In our children’s Godly Play class, each Sunday during Advent, we have been preparing to enter the mystery of Christmas. I particularly like the way Godly Play talks about entering that mystery. We are told that you have to take time to get ready to enter a mystery. Advent is four weeks long because Christmas is such a great mystery that you have to take enough time to get ready for it. This time of year, people are hurrying through the malls, shopping, and doing all kinds of things, but they miss the mystery of Christmas, as Godly Play tells us. They don’t know how to enter a mystery, or maybe they forgot.
Do we know how to enter a mystery? Has Christmas become just one more “thing” we have to do? Is it possible to reclaim its mystery in spite of the busyness, stress, and tensions of Christmas “outside the Church”? It is also true that this time of year can be difficult for some. The days are short and dark. Lost loved ones are on our minds. For those who have no family and few friends, it is a lonely time. This, I think, is part of the mystery of Christmas. The mystery of God’s time, of liturgical time, is truth expressed in the only way we can try to express it—in poetry. Jesus was born in a historical year, but he is born anew each year—each day, in fact—in our hearts. The Baby’s birth did not eradicate our darkness, suffering, and problems. It reframed them, it subverted them from below. This is how God works.
This year Christmas Day falls on a Sunday, and there is a particular poetry in this. This is one of the reasons I am in awe of the liturgical/Church year. God’s time breaks in and unfolds in different ways in our own chronological time. The poetry in Christmas Day being on a Sunday is that we celebrate Jesus’s birth on the Lord’s Day, the day we also celebrate his victory over death. And this means that on the day we honor his birth, we also acknowledge his death. This is the mystery that much of the world does not understand or want to understand. The Gospel evangelists were not unaware of this mystery. In St. Luke’s Gospel, Jesus’s swaddling bands also point to the grave clothes he will wear. Each Christmas, during Communion, we sing the wonderful hymn “A stable lamp is lighted,” which brings Jesus’s passion into his birth. We sing the same hymn on Palm Sunday.
This is the heart of the mystery of Christmas and is why it’s good news. At Christmas, we bask in joy and hope, yes, but the Gospel truth is that tied up in all that joy and hope are all the things that afflict us and from which we can’t run. In all that, God comes to us. This is the mystery of God-with-us, Emmanuel.

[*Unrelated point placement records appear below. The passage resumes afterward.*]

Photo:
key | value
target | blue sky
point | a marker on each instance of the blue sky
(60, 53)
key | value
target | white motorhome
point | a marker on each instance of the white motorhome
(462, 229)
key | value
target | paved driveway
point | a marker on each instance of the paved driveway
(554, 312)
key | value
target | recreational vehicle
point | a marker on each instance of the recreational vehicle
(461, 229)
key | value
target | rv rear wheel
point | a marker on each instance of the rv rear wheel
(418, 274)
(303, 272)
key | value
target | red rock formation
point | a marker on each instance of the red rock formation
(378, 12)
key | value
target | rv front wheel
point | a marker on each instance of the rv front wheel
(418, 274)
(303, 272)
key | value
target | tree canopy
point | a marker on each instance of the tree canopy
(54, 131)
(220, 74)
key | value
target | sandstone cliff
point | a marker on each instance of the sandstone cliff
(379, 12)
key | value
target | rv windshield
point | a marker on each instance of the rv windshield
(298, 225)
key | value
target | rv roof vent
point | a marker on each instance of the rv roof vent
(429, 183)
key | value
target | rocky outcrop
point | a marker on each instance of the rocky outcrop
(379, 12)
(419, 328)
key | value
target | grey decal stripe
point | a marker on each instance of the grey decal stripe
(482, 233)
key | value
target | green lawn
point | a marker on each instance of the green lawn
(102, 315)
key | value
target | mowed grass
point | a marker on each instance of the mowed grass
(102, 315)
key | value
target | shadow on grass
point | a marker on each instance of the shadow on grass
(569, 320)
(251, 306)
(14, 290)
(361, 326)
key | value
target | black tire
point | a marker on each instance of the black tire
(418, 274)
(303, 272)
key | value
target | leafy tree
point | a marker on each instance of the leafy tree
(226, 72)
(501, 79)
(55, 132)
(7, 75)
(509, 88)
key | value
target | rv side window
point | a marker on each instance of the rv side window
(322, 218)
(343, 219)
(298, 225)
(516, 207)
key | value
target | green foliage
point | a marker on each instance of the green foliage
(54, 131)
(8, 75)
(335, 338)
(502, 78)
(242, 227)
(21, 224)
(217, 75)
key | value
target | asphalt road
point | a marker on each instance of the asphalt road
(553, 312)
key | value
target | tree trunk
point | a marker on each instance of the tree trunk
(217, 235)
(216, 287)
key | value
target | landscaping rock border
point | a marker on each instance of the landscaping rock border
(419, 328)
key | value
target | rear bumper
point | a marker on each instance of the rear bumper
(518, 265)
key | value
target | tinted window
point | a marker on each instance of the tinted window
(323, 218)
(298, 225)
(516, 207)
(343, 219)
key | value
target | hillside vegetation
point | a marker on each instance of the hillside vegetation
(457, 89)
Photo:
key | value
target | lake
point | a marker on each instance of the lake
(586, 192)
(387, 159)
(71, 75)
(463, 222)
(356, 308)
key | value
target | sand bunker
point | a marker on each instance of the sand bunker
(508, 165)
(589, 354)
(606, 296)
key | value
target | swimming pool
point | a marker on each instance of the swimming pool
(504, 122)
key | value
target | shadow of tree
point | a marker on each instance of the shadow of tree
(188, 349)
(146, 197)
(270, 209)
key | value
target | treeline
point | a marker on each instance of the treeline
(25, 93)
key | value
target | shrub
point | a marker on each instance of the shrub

At this time of year, I’m especially grateful for the faithful service of our hardworking staff, Chris Wittrock, Mary Campbell, and Matt Glandorf. I’m thankful for the presence of Emily Amos our organ scholar as the choir tackles extra music this season. Thank you to our wonderful choir. Thank you to all of you who are making Christmas possible liturgically, but who are too many to name: the acolytes, the Altar Guild, the lectors, the livestream team, and the ushers. So much happens behind the scenes every day at Good Shepherd but especially at this time of year. If you can, come and help us decorate the church today. Pop by at any time or after Evening Prayer.
Finally, I wish you and yours a blessed Christmas. It is my prayer that you can begin to enter into the mystery of this time of year, despite all that makes that difficult. If you are in town, I do hope to see you on Christmas Eve at 6 p.m. (note the time change this year). And since Christmas Day is the Lord’s Day, would you consider coming to Mass on Sunday, too? We will keep our usual schedule. Christmas (The Nativity of Our Lord Jesus Christ) is one of the principal feasts of the year. I think it deserves all our attention, even attending Mass twice in the span of two days. Let us enter into this mystery will all the vigor, faithfulness, and humility that we can muster. Christ is coming soon. He is knocking at the door. May we open the door and let him in. Merry Christmas!